Having been in a long-distance relationship with Mark for four years, being together actually is abnormal for us. We are used to communicating via text, Facebook chat, and Skype…sometimes more than 7,000 miles apart. I think we have adjusted well to married life and being together every day, but right now we are going through a separation. Mark had to report to his new duty station but I still had classes and final exams to finish in Arizona. So the first week of December, the movers took most of our things away and Mark drove across the country, leaving me behind at Ft. Huachuca.
(Here come the annoying awwww‘s. Stop that.)
In the past, I have heard newly-weds complain about how “this is the first time for me and the hubby to be separated since we got married!! He’ll be on a business trip for 3 days!” *sad face* A few days?

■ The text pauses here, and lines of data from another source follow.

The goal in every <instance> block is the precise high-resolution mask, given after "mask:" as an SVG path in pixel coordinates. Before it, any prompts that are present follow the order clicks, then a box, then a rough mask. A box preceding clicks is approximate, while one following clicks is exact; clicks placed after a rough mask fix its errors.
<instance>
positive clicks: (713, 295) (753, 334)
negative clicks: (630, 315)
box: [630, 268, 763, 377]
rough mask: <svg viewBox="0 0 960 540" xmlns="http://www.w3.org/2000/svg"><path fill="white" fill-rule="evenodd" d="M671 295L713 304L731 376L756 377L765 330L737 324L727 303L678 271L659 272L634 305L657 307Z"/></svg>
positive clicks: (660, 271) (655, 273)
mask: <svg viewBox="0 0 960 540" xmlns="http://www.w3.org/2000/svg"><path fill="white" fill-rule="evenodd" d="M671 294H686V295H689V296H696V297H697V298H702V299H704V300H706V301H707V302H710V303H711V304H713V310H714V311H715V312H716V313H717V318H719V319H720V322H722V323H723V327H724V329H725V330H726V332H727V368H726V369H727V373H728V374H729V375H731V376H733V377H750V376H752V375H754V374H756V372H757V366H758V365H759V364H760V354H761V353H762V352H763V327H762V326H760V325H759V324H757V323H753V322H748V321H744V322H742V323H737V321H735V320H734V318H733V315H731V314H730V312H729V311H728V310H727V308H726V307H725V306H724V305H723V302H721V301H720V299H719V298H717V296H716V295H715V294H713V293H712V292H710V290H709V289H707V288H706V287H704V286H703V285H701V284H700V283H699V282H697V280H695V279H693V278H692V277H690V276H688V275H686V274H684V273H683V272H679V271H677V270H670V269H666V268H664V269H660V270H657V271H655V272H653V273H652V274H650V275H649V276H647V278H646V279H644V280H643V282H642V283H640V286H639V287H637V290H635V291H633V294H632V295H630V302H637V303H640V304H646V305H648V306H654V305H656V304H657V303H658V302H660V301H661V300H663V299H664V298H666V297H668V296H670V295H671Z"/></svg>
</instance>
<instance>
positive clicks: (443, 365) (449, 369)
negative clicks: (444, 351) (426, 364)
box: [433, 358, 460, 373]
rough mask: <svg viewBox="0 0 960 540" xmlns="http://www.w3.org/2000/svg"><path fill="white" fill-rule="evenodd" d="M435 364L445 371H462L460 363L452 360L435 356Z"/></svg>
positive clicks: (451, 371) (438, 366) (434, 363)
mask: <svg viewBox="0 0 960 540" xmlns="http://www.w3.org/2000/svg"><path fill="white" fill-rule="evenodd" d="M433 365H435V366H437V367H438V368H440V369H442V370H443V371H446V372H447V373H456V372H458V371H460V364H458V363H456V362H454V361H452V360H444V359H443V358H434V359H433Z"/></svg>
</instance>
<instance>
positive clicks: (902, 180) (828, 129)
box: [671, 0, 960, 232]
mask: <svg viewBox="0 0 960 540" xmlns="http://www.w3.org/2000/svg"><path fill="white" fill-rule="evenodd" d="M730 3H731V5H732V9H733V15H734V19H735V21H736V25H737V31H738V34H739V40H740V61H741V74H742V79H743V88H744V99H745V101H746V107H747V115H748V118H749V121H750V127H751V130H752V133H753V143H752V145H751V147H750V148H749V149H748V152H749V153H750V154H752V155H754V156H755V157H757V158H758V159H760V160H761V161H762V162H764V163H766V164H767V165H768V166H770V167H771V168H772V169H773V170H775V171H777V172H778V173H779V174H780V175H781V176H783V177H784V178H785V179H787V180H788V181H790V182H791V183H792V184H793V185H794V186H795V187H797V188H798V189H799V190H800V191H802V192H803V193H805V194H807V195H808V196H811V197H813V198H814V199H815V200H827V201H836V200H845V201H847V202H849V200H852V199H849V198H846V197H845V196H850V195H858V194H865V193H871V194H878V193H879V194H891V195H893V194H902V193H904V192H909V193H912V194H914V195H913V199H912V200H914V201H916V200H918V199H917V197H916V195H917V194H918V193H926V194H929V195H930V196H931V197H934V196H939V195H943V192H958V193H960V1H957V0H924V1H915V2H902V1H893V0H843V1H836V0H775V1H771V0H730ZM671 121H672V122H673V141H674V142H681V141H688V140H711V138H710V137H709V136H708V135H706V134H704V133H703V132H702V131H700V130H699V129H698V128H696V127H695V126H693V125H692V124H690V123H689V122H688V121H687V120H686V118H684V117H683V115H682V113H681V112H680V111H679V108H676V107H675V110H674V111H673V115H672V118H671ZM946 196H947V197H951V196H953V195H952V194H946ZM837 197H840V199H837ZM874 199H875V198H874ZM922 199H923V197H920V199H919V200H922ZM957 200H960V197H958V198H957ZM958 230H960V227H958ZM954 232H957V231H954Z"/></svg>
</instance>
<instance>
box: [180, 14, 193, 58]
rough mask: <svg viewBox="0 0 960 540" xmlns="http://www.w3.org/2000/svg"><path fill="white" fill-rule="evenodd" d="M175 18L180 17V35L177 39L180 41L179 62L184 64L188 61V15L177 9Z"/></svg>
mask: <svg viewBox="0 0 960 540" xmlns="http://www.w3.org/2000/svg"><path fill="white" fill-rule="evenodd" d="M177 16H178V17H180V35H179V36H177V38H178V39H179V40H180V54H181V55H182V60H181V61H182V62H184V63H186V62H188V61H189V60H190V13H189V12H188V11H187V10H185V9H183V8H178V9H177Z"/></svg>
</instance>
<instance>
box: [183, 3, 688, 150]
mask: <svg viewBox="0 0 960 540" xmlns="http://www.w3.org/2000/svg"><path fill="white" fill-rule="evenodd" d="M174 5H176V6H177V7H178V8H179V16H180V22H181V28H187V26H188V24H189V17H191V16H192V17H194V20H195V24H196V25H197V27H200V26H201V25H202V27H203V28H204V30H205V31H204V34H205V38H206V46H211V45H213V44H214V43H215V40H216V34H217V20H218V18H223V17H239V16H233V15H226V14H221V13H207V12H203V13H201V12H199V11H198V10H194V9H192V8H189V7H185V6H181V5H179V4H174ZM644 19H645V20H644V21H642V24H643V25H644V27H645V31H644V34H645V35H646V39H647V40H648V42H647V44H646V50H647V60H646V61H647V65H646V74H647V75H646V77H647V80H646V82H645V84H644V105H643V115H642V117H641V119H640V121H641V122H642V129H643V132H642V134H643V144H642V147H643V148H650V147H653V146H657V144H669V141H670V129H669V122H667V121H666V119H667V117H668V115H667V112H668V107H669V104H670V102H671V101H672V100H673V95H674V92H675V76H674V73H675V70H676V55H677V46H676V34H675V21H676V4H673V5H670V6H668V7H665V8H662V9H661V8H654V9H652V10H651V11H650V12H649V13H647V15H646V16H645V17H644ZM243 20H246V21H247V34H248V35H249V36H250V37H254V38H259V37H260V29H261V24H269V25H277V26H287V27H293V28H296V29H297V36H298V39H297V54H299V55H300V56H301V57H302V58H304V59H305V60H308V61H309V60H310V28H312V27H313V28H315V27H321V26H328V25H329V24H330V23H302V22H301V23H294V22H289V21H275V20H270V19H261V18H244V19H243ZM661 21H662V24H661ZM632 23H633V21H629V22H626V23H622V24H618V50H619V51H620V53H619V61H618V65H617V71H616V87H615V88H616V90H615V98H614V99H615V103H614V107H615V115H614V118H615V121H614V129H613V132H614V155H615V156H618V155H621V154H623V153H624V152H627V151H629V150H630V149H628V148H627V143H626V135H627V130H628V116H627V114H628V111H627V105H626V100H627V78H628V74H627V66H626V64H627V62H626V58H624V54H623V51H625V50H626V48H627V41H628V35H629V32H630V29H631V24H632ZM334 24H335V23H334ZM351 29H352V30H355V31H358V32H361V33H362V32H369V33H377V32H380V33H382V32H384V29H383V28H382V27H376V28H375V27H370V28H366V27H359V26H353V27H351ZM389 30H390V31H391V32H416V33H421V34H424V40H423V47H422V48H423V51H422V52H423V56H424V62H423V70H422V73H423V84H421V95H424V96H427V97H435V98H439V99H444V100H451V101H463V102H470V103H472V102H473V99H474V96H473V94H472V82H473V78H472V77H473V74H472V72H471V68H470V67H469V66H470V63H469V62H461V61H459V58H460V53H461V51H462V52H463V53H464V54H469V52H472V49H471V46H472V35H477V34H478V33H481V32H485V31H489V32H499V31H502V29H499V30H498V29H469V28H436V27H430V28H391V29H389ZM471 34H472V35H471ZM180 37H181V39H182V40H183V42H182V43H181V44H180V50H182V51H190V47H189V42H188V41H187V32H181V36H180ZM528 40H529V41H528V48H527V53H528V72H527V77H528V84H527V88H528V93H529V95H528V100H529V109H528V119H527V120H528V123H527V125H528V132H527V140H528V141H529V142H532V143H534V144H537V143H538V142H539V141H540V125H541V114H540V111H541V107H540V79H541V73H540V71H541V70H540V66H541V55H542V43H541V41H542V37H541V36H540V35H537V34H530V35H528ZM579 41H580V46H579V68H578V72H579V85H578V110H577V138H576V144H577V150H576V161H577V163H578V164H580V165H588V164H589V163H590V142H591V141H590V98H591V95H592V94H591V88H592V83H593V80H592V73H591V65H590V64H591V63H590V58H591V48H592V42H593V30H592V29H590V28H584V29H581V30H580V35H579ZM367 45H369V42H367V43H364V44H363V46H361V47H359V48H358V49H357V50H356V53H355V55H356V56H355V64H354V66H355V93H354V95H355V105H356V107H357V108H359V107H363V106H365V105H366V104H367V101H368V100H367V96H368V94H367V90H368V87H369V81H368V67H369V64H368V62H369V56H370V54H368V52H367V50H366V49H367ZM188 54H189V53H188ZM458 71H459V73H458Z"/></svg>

Psh. Oh yeah, and is he getting shot at by people who hate America? Didn’t think so. (That is the insensitive part.)
Perhaps I should be more understanding of civilian folks who aren’t used to frequent or prolonged separations. After all, each person is a product of their environment and you don’t know what you don’t know. If a paper cut is the worst pain you’ve ever experienced, then that is what is “bad” pain to you. And if being away from your husband for a few days due to a business trip two states away is the worst marital separation you’ve experienced, then I guess that’s hard for you. At the same time, gaining some perspective and guarding against co-dependence is always a good idea.
My perspective this holiday season is that my husband is not in a war zone and that we will actually be together for Christmas for the first time. I also don’t know what next Christmas will bring with how things are ramping up in Iraq again. With the assignment he has, I am mentally and emotionally preparing myself for him to be deployed again soon. So I really cannot complain about our longest separation as newly-weds. Plus, during these 16 days apart I am getting to do some awesome stuff: I’m driving solo across the country, I’m spending a week with my family, I’m hanging out with close friends….and most importantly, I’m gaining more appreciation for Mark while looking forward to being reunited. I think this plays perfectly into the concept of being an interdependent couple. I want to co-author a blog post with Mark on this subject because we both think it’s extremely important – but basically, we need to have the capacity to thrive in independence and to have a healthy dependence on each other at the appropriate times. Our individual strengths shore up each other’s weaknesses, and that is one of the beauties of marriage.